In summary, by introducing an evolutionary dimension, we identified in a principled way, a set of genes with constrained expression across cell types and species. These genes contribute to a core invariable component of mammalian transcriptomes, contributing thus little to cell type specificity and species differentiation. They are the main drivers of many transcriptional features that have been reported as conserved across mammalian transcriptomes.

Methods

Genomes and annotation sets

Throughout this work we used February 2009 assembly of the human genome (hg19,GRCh37) and July 2007 assembly of the mouse genome (mm9, GRCm37)⁴⁹. Human Gencode v10 and mouse ENSEMBL v65 databases were used for transcript annotations. Genomes were partitioned into exonic, intronic, genic and intergenic regions as explained in Supplementary Methods.

Mouse tissue acquisition

C57Bl/6 mice were used for all tissue resections. The following tissues were taken from 8-week-old littermates: adrenal, duodenum, stomach, genital fat pad, subcutaneous fat pad, large intestine, small intestine, ovary, testis, spleen, colon, lung, heart, kidney, liver, thymus, mammary gland, placenta (from pregnant mice), cortex, frontal lobe, cerebellum, bladder, liver (Supplementary Table 1). Central nervous system (CNS) was taken from stage E11.5 littermates. CNS and liver were taken from E14 littermates. Liver, limb and whole brain were taken from E14.5 littermates. CNS and liver were taken from E18 littermates. All animal studies were conducted with approval from the Institutional Animal Care and Use Committee.

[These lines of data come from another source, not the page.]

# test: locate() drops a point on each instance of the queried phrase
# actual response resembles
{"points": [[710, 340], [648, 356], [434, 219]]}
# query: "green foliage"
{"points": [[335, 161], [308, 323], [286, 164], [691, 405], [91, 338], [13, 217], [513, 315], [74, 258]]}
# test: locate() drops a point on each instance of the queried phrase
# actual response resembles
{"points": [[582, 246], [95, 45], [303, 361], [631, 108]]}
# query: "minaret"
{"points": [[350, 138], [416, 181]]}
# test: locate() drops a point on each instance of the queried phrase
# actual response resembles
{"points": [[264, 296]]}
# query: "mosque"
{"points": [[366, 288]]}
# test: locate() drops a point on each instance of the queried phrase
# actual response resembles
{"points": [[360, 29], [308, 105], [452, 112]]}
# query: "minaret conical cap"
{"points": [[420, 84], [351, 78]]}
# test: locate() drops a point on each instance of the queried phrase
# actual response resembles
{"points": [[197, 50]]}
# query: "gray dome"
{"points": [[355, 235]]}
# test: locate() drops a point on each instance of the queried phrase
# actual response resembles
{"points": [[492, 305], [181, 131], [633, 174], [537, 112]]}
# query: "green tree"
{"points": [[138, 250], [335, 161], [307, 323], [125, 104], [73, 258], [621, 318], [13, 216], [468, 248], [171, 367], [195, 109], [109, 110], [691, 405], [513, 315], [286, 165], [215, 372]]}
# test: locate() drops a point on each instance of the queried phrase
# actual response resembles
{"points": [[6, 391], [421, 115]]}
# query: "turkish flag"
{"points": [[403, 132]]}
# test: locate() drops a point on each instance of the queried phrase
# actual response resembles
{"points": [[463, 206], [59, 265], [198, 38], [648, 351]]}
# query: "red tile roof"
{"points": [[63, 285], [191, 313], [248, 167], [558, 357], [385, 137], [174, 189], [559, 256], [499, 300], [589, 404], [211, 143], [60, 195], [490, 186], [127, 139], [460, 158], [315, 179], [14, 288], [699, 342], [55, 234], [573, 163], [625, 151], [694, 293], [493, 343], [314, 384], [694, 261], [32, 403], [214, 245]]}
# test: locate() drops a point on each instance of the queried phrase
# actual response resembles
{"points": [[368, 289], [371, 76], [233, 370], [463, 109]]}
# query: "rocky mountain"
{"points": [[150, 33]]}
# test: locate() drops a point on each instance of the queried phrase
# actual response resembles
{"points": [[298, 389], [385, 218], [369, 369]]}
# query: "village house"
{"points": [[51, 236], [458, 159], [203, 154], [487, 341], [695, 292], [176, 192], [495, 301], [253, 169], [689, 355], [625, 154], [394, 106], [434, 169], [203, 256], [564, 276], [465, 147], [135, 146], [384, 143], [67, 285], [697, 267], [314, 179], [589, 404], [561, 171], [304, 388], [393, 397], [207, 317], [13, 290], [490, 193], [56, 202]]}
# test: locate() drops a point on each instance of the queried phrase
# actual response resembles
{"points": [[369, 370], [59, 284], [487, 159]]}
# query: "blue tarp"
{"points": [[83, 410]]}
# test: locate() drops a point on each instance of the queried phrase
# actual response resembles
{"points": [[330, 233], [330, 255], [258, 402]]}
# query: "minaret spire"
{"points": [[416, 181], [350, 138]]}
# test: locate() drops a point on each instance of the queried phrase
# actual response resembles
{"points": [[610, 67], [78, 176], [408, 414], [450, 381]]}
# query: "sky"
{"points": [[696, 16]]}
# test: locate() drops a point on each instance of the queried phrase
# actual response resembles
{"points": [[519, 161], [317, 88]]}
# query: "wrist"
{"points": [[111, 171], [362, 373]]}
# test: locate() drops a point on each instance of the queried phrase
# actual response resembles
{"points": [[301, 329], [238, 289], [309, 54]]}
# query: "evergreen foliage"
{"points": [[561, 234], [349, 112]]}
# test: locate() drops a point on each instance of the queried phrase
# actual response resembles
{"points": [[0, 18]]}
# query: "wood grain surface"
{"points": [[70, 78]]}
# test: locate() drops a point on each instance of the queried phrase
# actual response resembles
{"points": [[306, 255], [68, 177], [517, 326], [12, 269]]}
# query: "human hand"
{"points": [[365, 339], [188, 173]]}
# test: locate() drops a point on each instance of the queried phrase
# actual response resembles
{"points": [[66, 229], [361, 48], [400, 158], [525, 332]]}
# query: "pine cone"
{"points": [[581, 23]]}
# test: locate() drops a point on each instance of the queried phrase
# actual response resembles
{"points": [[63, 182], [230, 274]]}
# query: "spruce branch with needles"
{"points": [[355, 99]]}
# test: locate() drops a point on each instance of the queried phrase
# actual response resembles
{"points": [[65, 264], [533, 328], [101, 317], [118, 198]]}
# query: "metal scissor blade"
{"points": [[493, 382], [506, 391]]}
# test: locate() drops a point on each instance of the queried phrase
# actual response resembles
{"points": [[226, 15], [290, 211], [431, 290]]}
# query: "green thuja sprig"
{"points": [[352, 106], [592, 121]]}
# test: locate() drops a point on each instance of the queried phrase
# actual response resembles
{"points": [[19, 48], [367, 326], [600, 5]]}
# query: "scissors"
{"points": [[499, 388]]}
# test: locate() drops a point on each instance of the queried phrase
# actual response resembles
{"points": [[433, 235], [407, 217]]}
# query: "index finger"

Human cell culture and RNA isolation

Cells were grown according to the ENCODE cell culture standards. RNA was prepared as was described previously⁸.

Library construction

We generated directional (stranded) libraries for paired end sequencing on the Illumina platform as described in ref. 50 and as also used in ref. 8 to generate the human ENCODE data. Briefly, 100 ng of Ribominus (Invitrogen Inc.)-treated PolyA(+) RNA with length >200 nt were mixed with 2 ng of exogenous RNA spike-in, pool 14 (ref. 51). A mixture of random hexamers and oligo-dT₂₁ were used to prime the reverse transcriptase reaction. Entry sites for second strand synthesis catalysed by Escherichia coli DNA Polymerase are generated through RNAse H nicks of the DNA:RNA duplex. dTTP is replaced with dUTP during the second strand synthesis. The (double stranded) complementary DNA is then sheared using sonification (Covaris). Staggered ends generated during shearing, are repaired and adenylated to prime them for adapter ligation with Illumina Y-adapters. The second strand containing dUTP is eliminated using UNG digestion. The resulting (single stranded) complementary DNA is run on an agarose gel and bands with the desired insert sizes of ~200 nt are cut out. Cluster compatible sequences are appended in an 18-cycle PCR reaction and the final library is gel purified. All libraries from biological replicates (littermates) were prepared in parallel to minimize day‐to‐day variation in the experimental procedure. Finally, the libraries were sequenced on the Illumina GAIIx or Hi-Seq platform to an AVG depth of ~100 million mate pairs per sample. The human ENCODE RNA-seq data are at GEO: GSE30567. The mouse ENCODE RNA-seq data are at GEO: GSE36025 (Supplementary Table 1).

RNA-seq experiments

Stranded paired-end RNA-seq data from 18 human cell lines and 30 mouse tissues and developmental stages in two bio-replicates were generated as described previously³. The raw data (FASTQ), mapped data (BAM) and lists of quantified elements are available at http://mouse.encodedcc.org/. These data, as well as additional data on all intermediate processing steps, are also available on the RNA Dashboard ( http://genome.crg.cat/encode_RNA_dashboard/).

RNA-seq data processing

RNA-seq reads were aligned to the human (hg19) and mouse (mm9) genomes using the STAR 1.9 software⁵² with up to ten mismatches per paired alignment and without using the annotations. Only alignments for reads mapping to ten or fewer loci were reported. Mapped reads were used to generate contigs, splice junctions and de novo transcript models. Non-parametric irreproducibility ascertainment (npIDR) was used for genomic elements (such as splice junctions, exons, transcripts, etc) by requiring npIDR≤0.1. Strand-specific contigs were called from merged biological replicates independently of the annotations and assessed with npIDR. Cufflinks 1.0.3 (ref. 16) was used to assemble de novo transcripts from STAR alignments considering only uniquely mapping non-duplicated alignments crossing GU/AG junctions. The alignments from the two bio-replicates were merged before Cufflinks assembly. Cufflinks transcript models passing the npIDR threshold (npIDR≤0.1) were pooled across all experiments and further filtered by requiring CAGE data support in FANTOM study⁶. The Cufflinks gene, transcript and exon RPKM were quantified using Flux Capacitor⁵³ in each bio-replicate, and the resulting RPKM were assessed for reproducibility using npIDR⁸. AVG read density was computed by using only uniquely mapped reads, separately for each bio-replicate and for each strand without applying npIDR. The quantitative assessment of splicing at the level of splice junctions was done by using intron-centric metrics²⁵. More details on RNA-seq data processing are in Supplementary Methods.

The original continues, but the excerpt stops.